Let $(X_n)_{n}∈_{\mathbb{N}_+}$ be a sequence of independent random variables such that Xn ∼ Exp{n} and let
$Y_n :=\frac{1}{n} \sum_{i=1}^{n}X_{i}$ for n$\in \mathbb{N}_+$
Does the sequence ($Y_n$) converge in probability?
My intuition is that the sequence converge in probability since the exponential distribution has a finite mean but I do not know how to prove this, the exercise give me only this information
Firstly the Weak Law of Large numbers will give you the immediate answer "yes". I'd recommend reading the wikipedia page briefly. In fact, the Strong Law of Large numbers is even stronger and will give you almost sure convergence.

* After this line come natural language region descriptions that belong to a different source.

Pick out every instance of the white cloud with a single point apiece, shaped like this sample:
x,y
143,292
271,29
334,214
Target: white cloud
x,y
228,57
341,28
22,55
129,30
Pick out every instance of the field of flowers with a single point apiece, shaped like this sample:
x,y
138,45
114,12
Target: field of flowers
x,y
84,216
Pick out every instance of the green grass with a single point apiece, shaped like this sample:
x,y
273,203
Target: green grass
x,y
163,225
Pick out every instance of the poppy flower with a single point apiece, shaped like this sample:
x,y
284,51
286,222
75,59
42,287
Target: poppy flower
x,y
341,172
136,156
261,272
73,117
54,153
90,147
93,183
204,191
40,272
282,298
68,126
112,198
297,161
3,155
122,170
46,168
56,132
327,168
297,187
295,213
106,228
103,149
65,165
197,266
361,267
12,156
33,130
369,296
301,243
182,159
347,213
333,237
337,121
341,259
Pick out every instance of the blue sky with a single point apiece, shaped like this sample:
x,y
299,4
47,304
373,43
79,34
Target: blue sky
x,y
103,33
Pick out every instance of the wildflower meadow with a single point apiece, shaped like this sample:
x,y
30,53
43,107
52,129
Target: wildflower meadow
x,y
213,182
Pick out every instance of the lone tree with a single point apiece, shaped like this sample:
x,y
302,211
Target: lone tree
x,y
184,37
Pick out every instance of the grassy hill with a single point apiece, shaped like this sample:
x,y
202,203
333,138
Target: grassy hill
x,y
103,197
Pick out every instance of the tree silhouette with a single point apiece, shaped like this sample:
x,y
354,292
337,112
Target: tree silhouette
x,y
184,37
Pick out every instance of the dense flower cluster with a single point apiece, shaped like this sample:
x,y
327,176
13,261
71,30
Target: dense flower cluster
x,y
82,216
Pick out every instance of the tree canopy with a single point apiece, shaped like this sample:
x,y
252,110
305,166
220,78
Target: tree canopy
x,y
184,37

To prove it, note that $EY_n = 1$ for all $n$ and $Var(Y_n) = \frac{1}{n}$ for all $n$. You can show this using linearity of expecation and linearity of variance (given independent variables).
Hence:
$$\lim_{n\to \infty} P(|Y_n -1|>\epsilon) = \lim_{n\to \infty} P((Y_n -1)^2>\epsilon^2)\leq \lim_{n\to \infty} \frac{Var(Y_n)}{\epsilon^2} = \lim_{n\to \infty} \frac{1}{n \epsilon^2} = 0$$
The inequality is an application of Markov's inequality (or Chebyshev's inequality, which is a special case involving the variance).
Since that probability goes to $0$ for all $\epsilon>0$, $Y_n$ converges in probability to $1$.